Do this → you get X: Clear routing + visible timers turn submissions into approved quotes faster, with fewer “any update?” emails.
Checklist + FAQ
What you’ll get: A final pass to catch missing fields, copy, and routing—plus quick answers to common objections.
☑ Final checks (ship-ready)
- ☑ Fields: Method(s), material/geometry, standard/spec, qty/lots, access constraints, due date/rush, on-site vs ship-to, uploads, contact/company/role.
- ☑ Copy: Confidentiality line, lead-time ranges, named owner + callback time, standards-in-view with links to proof.
- ☑ Uploads: File types/size listed (PDF/DWG/STEP/JPG, ≤25MB, up to 5), guidance on what to attach.
- ☑ Safety notes: RT exclusion zone checklist (if applicable), PT/MT cleanliness, UT/ET calibration/fixtures.
- ☑ Routing: On-site → Dispatch, advanced UT → Level III, RT → safety checklist; after-hours rule in place.
- ☑ Thank-you page: Owner + ETA shown, links to certificates, sample report, turnaround times, arrival checklist if on-site.
- ☑ Tracking:
rfq_view,rfq_start,rfq_submit,owner_assigned,scope_call_done,quote_sent. - ☑ Accessibility: Alt text on proof images, semantic table markup, readable contrast.
FAQ
Do we really need all these fields?
Yes—but keep it to 7–9 essentials. Each field prevents a follow-up email and speeds scoping. If it’s not used to route or price, cut it.
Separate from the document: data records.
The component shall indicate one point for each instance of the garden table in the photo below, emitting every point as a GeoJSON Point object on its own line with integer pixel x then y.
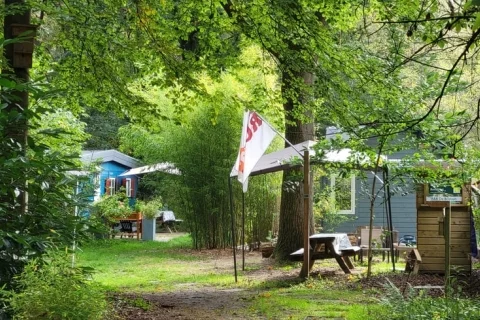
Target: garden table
{"type": "Point", "coordinates": [329, 246]}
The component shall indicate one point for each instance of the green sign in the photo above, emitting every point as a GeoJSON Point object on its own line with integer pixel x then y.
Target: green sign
{"type": "Point", "coordinates": [444, 193]}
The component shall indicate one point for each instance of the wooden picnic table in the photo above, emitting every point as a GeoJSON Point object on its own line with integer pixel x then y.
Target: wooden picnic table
{"type": "Point", "coordinates": [329, 246]}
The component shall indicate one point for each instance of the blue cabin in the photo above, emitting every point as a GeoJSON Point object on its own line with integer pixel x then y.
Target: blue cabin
{"type": "Point", "coordinates": [109, 166]}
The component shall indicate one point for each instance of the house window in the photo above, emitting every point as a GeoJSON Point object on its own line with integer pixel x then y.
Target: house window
{"type": "Point", "coordinates": [110, 186]}
{"type": "Point", "coordinates": [96, 187]}
{"type": "Point", "coordinates": [343, 193]}
{"type": "Point", "coordinates": [128, 187]}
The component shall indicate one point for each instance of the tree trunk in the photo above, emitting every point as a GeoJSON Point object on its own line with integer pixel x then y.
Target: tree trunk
{"type": "Point", "coordinates": [16, 112]}
{"type": "Point", "coordinates": [290, 234]}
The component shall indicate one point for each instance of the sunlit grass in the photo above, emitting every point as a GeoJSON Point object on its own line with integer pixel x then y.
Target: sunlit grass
{"type": "Point", "coordinates": [139, 266]}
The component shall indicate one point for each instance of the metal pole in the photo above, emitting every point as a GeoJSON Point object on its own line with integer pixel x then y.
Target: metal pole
{"type": "Point", "coordinates": [389, 216]}
{"type": "Point", "coordinates": [233, 228]}
{"type": "Point", "coordinates": [305, 272]}
{"type": "Point", "coordinates": [448, 220]}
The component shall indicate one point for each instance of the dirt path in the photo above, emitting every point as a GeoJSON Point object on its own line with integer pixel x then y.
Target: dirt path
{"type": "Point", "coordinates": [191, 301]}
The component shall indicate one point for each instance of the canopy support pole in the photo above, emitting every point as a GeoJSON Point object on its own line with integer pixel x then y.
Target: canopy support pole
{"type": "Point", "coordinates": [389, 214]}
{"type": "Point", "coordinates": [305, 272]}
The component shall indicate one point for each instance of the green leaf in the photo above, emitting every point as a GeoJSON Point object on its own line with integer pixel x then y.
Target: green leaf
{"type": "Point", "coordinates": [7, 83]}
{"type": "Point", "coordinates": [476, 24]}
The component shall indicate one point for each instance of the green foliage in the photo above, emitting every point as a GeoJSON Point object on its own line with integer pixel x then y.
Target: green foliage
{"type": "Point", "coordinates": [110, 207]}
{"type": "Point", "coordinates": [50, 288]}
{"type": "Point", "coordinates": [150, 208]}
{"type": "Point", "coordinates": [418, 305]}
{"type": "Point", "coordinates": [102, 128]}
{"type": "Point", "coordinates": [40, 170]}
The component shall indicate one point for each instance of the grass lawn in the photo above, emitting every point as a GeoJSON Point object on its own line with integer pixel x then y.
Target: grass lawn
{"type": "Point", "coordinates": [131, 266]}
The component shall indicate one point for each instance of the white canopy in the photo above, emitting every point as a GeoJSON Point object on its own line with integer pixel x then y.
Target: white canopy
{"type": "Point", "coordinates": [162, 167]}
{"type": "Point", "coordinates": [288, 158]}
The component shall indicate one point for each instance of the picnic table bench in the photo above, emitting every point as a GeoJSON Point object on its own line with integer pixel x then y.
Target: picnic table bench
{"type": "Point", "coordinates": [131, 226]}
{"type": "Point", "coordinates": [329, 246]}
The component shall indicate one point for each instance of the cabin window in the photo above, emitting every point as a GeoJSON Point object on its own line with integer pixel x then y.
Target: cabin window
{"type": "Point", "coordinates": [96, 187]}
{"type": "Point", "coordinates": [110, 186]}
{"type": "Point", "coordinates": [128, 187]}
{"type": "Point", "coordinates": [343, 193]}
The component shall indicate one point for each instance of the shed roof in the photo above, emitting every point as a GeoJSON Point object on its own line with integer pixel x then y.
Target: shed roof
{"type": "Point", "coordinates": [89, 156]}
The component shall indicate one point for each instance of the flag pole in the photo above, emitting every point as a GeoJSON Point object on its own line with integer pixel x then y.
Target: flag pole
{"type": "Point", "coordinates": [233, 228]}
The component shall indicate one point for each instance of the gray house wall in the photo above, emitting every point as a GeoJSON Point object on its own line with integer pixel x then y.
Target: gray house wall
{"type": "Point", "coordinates": [403, 204]}
{"type": "Point", "coordinates": [404, 212]}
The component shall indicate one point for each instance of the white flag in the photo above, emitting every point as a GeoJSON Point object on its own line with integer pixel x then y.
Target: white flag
{"type": "Point", "coordinates": [257, 135]}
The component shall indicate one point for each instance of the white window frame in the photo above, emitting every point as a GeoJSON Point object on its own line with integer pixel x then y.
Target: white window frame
{"type": "Point", "coordinates": [352, 193]}
{"type": "Point", "coordinates": [128, 187]}
{"type": "Point", "coordinates": [96, 187]}
{"type": "Point", "coordinates": [112, 187]}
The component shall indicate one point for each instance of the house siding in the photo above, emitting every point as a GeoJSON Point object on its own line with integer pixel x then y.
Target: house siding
{"type": "Point", "coordinates": [403, 204]}
{"type": "Point", "coordinates": [404, 210]}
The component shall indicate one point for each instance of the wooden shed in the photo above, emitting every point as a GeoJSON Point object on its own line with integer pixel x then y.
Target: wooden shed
{"type": "Point", "coordinates": [444, 212]}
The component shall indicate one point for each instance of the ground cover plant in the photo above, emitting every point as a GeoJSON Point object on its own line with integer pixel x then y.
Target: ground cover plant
{"type": "Point", "coordinates": [165, 280]}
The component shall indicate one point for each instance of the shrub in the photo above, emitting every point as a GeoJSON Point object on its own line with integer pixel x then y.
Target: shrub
{"type": "Point", "coordinates": [417, 305]}
{"type": "Point", "coordinates": [53, 289]}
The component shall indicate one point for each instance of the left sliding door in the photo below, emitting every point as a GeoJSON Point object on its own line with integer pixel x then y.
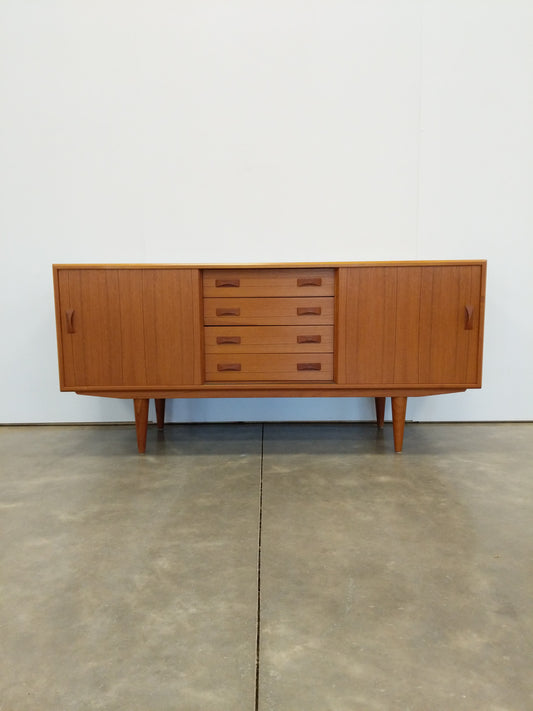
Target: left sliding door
{"type": "Point", "coordinates": [126, 327]}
Should we show turnaround ranges publicly?
Yes. Simple ranges (PT/MT 2–3 days, UT/PAUT 3–5, RT 4–6) set expectations and reduce “is it done yet?” emails. You can still offer rush after review.
What if the buyer doesn’t know the standard?
Offer a “Not sure” option and ask for the customer spec page or acceptance notes. Your team can map it to the correct ASTM/NAS in the scope call.
Will posting certificates and sample reports create security risks?
Share redacted documents and limit identifiers. The upside—faster approvals and fewer procurement emails—outweighs the risk when handled properly.